Findings obtained in animal models have provided support for this hypothesis. Recent research has suggested that tubulointerstitial hypoxia is the final common pathway leading to end-stage renal disease [10]. Oxygen consumption by the proximal tubules is higher in patients with diabetes than healthy persons because of an increased workload due to excessive glucose reabsorption and the tissue partial pressure of oxygen in the renal cortex is accordingly lower, while renal cortical hypoxia is improved by administration of phlorizin, the prototype SGLT2 inhibitor [11]. It was also reported that dapagliflozin reduced oxidative stress due to excessive oxygen consumption in a mouse model of diabetic nephropathy [12]. SGLT2 inhibitor treatment is associated with elevation of circulating ketone bodies (β-hydroxybutyrate), which inhibit class I histone deacetylase activity [13]. Elevation of β-hydroxybutyrate increases the acetylation of renal histones H3K9 and H3K14, leading to induction of genes promoting resistance to oxidative stress. Taken together, the increase in hematocrit during SGLT2 inhibitor therapy may indicate improvement of hypoxia and oxidative stress in the tubulointerstitial region of the renal cortex, as well as recovery of erythropoietin production by “neural crest-derived” fibroblasts.

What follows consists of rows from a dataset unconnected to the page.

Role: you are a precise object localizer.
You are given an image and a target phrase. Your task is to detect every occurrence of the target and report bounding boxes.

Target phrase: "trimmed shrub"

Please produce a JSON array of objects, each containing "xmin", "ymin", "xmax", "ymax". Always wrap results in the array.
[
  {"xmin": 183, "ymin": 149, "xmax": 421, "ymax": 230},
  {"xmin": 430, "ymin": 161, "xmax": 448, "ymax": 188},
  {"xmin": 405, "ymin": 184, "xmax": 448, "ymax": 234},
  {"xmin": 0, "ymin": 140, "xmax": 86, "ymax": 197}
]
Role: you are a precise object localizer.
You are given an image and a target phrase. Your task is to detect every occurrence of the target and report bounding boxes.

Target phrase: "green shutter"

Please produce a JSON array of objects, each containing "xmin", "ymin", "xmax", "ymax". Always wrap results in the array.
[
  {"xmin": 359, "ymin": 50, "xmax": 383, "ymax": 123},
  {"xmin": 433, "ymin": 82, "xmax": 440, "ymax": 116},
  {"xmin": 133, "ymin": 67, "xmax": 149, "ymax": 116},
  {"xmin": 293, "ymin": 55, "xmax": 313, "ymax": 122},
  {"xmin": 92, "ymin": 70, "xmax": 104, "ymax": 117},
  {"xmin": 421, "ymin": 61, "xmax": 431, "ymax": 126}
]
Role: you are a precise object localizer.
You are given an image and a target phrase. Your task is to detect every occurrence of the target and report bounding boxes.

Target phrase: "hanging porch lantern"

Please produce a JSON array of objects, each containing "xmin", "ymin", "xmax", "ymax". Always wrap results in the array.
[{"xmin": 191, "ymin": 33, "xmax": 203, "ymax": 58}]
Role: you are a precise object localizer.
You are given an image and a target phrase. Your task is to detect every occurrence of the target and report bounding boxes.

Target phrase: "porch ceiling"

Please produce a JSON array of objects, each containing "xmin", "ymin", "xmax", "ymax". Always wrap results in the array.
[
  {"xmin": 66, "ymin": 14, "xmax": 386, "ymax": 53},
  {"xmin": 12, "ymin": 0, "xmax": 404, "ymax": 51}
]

Based on these observations, it seems reasonable to assume that an increase in hematocrit in patients taking SGLT2 inhibitors is associated with reverse renal remodeling. Subanalysis of the EMPA-REG OUTCOME Trial suggested that elevation of hematocrit during empagliflozin therapy had the strongest association with reduction of cardiovascular death [14]. Furthermore, EMPA-REG Renal OUTCOME Trial showed substantial improvement of renal outcomes by empagliflozin, including a 39% decrease in the progression of nephropathy, a 44% decrease in doubling of serum creatinine, and a 55% decrease in initiation of renal replacement therapy [15]. Thus, SGLT2 inhibitors can be regarded as a new class of diuretic with a renoprotective effect related to amelioration of tubulointerstitial hypoxia and oxidative stress, the final common pathway to end-stage renal disease. SGLT2 inhibitors also reduce hospitalization for heart failure and cardiovascular death by improving cardio-renal syndrome. An increase in the hematocrit during SGLT2 inhibitor therapy may be a surrogate marker for the recovery of tubulointerstitial function. Loop diuretics achieve sufficient hemoconcentration by their potent diuretic effect, but this might mask hematocrit fluctuations secondary to reduced erythropoietin production because of tubulointerstitial injury. The hematocrit may even be reduced in patients on treatment with loop diuretics due to potential tubulointerstitial toxicity.

Because SGLT2 inhibitors should be regarded as cardiovascular medications rather than simply being viewed as glucose-lowering agents, suddenly discontinuing SGLT2 inhibitor therapy may not be without risk. In fact, fatal or non-fatal stroke has often been reported from 30 days or later after discontinuation of SGLT2 inhibitor treatment [1]. Accordingly, care should be exercised when discontinuing SGLT2 inhibitor therapy.

Conclusion

SGLT2 inhibitors represent a new class of diuretic with a renoprotective effect based on improvement of tubulointerstitial hypoxia and oxidative stress, which is the final common pathway leading to end-stage renal disease. An increase in hematocrit unaccompanied by elevation of the blood urea nitrogen/creatinine ratio during SGLT2 inhibitor therapy is not associated with a higher risk of cerebral infarction. In fact, it may represent a surrogate marker of recovery from tubulointerstitial dysfunction in diabetic kidneys.